One of the most controversial topics in the nation is once again at the forefront in North Dakota.
It's now up to The North Dakota Supreme Court to decide whether a law aimed at limiting abortion drugs violates the state constitution.
Wednesday morning, the justices heard opposing arguments about that very issue.
It all stems from a district judge ruling in July that the 2011 state law banning certain drugs used in an abortion, is unconstitutional.
Assistant North Dakota Attorney General Douglas Bahr urged justices this morning to reverse the judge's ruling.
"We are saying in the Constitution, there is no constitutional right to have an abortion under the North Dakota constitution and therefore the rational basis standard applies to any review under the North Dakota constitution of a statute regulating, addressing, prohibiting, abortion..." says Douglas Bahr, Office of Attorney General.
Autumn Katz with the New York-based Center for Reproductive Rights is representing North Dakota's sole abortion clinic in Fargo.
She says the decisions of how medications should be prescribed are best left to physicians and not politicians.

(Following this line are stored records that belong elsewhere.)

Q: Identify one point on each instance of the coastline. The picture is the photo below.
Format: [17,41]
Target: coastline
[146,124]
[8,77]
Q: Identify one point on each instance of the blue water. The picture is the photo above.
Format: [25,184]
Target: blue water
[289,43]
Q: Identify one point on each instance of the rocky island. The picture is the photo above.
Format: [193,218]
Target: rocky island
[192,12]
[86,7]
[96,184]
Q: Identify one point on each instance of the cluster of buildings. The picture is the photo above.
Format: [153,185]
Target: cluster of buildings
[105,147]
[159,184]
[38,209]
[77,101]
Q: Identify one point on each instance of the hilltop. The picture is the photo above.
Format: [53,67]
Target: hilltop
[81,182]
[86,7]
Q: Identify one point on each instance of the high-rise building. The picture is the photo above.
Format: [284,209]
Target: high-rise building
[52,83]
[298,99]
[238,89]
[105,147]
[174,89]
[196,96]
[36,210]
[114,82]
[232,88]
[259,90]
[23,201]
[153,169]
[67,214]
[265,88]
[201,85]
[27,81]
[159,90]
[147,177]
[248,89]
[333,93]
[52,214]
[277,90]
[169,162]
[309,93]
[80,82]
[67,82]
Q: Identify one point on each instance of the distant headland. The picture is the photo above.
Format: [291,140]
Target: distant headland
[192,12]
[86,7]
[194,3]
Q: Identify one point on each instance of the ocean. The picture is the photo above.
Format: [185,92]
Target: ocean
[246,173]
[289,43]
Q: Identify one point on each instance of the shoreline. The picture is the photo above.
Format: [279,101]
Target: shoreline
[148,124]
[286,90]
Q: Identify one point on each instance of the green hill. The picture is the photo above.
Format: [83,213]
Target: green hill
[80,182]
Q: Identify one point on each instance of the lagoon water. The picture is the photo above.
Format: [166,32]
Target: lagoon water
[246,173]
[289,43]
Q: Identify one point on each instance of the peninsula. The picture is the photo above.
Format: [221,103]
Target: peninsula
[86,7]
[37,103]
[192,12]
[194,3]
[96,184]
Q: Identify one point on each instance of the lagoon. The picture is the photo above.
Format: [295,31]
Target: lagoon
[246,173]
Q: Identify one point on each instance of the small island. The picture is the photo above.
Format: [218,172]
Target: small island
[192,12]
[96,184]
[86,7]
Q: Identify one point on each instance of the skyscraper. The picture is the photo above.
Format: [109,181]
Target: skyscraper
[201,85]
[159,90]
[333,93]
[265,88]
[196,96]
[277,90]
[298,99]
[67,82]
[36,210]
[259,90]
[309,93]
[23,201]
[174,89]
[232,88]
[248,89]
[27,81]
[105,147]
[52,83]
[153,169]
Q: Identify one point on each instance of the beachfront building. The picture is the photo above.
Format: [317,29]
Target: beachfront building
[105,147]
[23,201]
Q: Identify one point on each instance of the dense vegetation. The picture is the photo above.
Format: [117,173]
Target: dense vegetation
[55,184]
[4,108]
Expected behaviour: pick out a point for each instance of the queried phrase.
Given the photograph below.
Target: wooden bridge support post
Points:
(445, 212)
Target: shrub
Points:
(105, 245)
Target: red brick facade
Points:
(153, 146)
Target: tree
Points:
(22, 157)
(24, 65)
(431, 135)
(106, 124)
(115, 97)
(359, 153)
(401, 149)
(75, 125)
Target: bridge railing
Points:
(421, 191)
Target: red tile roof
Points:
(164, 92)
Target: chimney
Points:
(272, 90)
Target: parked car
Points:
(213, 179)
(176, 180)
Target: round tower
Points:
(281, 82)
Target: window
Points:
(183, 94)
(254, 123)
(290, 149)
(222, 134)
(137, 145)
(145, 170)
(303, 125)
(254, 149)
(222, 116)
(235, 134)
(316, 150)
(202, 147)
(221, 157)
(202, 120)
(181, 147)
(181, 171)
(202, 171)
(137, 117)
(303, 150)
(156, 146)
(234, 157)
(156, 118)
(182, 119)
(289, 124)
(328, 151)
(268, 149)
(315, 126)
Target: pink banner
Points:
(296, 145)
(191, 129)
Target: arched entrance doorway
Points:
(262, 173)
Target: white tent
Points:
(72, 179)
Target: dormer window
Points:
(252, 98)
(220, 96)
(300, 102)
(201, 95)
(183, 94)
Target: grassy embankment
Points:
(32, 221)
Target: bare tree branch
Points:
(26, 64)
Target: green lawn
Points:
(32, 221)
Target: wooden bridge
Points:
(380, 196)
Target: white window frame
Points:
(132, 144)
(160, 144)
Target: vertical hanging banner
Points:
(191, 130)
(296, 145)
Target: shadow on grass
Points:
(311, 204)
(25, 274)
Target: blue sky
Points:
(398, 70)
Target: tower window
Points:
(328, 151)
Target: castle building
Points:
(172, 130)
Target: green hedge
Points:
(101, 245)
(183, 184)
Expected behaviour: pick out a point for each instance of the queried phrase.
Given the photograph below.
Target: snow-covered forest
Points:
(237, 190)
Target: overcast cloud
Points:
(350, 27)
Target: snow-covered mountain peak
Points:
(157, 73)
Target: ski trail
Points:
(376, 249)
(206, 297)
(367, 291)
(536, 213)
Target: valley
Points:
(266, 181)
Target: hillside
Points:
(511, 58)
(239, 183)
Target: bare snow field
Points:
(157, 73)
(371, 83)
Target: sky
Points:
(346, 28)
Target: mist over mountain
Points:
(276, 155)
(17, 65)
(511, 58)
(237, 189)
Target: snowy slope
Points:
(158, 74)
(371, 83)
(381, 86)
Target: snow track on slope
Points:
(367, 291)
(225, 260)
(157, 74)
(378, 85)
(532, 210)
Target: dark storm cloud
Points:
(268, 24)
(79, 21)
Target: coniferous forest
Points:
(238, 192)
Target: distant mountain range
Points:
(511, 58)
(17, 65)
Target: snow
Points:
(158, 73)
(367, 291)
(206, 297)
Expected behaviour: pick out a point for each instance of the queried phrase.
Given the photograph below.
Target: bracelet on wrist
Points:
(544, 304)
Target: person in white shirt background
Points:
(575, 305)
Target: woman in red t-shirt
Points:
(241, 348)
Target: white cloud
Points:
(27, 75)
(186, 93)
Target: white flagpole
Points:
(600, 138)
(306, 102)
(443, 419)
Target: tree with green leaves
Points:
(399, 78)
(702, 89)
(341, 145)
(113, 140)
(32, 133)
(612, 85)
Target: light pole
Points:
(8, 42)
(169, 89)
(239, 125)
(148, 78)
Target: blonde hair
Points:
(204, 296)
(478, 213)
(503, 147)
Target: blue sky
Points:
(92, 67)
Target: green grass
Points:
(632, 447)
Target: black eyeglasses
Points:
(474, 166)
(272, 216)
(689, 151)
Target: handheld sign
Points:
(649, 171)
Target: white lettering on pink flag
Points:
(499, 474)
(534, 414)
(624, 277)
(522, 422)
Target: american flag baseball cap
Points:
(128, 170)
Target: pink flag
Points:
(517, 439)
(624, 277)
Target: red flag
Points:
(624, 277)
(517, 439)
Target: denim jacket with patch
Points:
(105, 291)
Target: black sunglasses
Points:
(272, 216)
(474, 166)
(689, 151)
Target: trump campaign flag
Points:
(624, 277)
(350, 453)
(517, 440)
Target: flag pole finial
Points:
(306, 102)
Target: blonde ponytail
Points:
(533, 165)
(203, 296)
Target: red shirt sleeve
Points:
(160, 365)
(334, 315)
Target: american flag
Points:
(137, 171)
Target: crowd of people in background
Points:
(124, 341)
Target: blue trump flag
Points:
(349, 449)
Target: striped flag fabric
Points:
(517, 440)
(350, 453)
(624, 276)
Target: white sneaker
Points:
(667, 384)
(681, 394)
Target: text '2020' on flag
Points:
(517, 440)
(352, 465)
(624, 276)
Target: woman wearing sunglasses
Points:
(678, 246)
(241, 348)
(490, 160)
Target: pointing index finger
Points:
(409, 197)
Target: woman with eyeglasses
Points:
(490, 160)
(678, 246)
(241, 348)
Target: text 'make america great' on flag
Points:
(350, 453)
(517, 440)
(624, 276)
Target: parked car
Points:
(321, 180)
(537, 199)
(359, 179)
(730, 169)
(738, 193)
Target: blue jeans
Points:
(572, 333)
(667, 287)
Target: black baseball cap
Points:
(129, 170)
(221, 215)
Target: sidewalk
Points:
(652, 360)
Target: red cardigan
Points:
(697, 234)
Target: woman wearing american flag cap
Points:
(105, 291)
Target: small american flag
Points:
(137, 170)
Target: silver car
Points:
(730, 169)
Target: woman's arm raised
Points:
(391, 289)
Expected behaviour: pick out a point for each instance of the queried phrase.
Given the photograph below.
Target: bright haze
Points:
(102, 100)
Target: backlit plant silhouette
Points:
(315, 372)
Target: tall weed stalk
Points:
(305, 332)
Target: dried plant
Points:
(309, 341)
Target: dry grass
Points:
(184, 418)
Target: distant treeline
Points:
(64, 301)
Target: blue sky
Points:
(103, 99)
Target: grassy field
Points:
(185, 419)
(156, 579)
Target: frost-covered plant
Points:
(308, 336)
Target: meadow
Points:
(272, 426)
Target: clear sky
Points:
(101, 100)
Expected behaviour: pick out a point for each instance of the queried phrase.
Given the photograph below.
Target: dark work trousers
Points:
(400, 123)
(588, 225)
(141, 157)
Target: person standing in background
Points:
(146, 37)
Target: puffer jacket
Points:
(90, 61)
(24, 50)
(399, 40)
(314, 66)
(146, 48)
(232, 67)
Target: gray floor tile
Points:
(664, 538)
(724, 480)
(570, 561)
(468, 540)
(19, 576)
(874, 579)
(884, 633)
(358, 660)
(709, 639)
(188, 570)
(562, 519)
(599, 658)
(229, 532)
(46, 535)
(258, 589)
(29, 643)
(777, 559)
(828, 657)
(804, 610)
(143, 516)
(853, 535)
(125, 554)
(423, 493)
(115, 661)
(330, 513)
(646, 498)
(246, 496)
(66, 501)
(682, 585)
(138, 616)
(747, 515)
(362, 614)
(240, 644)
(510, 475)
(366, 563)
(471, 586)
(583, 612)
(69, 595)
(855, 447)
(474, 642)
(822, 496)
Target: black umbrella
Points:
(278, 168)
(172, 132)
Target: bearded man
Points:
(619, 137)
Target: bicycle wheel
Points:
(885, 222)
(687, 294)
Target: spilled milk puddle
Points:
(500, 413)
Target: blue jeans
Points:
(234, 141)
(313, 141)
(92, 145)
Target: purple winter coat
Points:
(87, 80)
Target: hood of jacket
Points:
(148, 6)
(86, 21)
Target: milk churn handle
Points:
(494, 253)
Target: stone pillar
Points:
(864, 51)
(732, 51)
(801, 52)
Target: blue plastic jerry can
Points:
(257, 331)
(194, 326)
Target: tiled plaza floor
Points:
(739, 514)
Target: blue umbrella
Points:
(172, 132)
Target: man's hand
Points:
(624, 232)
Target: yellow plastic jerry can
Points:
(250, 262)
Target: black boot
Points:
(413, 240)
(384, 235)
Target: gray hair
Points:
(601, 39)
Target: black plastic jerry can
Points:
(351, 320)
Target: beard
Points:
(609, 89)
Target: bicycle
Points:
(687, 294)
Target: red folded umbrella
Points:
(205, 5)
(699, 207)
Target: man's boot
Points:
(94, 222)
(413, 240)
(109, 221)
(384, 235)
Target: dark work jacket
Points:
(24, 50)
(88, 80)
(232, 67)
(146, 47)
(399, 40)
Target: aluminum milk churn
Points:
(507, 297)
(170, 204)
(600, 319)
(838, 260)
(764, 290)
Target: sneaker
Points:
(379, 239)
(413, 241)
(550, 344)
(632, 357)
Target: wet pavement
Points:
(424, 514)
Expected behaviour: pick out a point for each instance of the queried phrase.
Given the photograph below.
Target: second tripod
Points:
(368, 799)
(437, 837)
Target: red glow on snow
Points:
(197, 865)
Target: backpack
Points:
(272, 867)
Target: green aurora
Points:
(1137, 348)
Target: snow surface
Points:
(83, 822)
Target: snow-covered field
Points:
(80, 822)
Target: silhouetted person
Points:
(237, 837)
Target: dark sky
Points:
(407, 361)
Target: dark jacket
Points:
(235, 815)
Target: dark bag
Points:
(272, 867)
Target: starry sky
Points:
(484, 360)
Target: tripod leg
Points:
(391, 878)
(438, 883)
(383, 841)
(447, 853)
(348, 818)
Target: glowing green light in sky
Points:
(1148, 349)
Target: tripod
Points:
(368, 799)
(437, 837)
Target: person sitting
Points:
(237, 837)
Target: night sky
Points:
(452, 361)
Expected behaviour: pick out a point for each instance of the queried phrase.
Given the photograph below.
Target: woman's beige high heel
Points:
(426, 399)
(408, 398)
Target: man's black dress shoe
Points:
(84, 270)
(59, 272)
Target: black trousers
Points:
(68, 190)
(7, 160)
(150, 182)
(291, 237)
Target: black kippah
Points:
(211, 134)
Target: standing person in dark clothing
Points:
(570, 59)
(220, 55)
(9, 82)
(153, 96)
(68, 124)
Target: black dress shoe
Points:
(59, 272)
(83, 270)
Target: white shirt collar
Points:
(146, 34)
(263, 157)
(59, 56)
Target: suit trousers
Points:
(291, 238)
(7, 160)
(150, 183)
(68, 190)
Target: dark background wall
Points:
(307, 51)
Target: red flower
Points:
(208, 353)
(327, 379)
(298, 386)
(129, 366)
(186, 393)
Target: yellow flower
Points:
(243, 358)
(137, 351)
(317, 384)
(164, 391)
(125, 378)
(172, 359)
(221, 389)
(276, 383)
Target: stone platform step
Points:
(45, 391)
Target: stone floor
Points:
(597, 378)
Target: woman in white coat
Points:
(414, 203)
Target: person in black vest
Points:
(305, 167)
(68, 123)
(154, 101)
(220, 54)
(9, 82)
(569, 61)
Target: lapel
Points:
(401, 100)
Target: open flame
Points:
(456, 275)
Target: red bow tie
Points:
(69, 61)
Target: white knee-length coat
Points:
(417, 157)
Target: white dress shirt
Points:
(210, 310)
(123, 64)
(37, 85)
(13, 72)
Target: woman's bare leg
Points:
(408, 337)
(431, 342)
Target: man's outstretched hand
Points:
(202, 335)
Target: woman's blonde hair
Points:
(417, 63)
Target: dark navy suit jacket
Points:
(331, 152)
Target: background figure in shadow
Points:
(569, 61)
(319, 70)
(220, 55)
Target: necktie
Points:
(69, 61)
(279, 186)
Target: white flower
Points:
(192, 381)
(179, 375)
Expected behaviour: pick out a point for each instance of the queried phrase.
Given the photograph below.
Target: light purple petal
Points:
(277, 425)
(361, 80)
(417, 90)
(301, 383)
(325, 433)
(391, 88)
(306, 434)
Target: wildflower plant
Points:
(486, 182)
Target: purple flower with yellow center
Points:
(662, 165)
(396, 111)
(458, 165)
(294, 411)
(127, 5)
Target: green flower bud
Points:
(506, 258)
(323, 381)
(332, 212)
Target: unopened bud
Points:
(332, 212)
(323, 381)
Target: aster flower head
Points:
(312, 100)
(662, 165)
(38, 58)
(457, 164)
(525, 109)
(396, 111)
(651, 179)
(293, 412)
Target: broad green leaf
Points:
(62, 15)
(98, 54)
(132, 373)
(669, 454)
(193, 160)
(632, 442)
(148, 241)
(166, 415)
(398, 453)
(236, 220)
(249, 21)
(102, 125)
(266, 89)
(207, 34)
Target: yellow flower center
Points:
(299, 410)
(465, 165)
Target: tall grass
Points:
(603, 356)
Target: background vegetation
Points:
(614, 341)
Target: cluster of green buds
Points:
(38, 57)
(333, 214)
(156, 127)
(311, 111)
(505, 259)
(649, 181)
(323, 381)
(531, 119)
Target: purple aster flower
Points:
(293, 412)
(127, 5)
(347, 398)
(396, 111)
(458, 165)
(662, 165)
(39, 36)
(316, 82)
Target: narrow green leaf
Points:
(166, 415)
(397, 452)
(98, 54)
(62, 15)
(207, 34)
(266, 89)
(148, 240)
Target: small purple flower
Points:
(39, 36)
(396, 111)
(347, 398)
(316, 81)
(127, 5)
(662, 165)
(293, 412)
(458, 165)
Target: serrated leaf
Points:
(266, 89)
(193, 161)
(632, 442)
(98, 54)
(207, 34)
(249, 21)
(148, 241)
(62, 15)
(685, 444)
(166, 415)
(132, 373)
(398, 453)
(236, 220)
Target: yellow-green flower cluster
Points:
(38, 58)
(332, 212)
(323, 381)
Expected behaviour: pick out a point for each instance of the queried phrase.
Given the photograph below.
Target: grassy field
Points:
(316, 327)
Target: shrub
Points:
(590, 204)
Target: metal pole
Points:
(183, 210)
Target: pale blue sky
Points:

"Physicians on their own because of their oath and their duty to serve their patients best interests, physicians provide medicine according to the standard of care, according to the best available treatment and what this law would do is take away women and to take away that option from physicians." says Autumn Katz, Center for Reproductive Rights Attorney.
Governor Jack Dalrymple signed three bills into law this spring that means North Dakota now has the strictest abortion laws in the nation.
The two furthest reaching bills ban abortion if a fetal heartbeat is detected, something that can happen as early as six weeks into a pregnancy.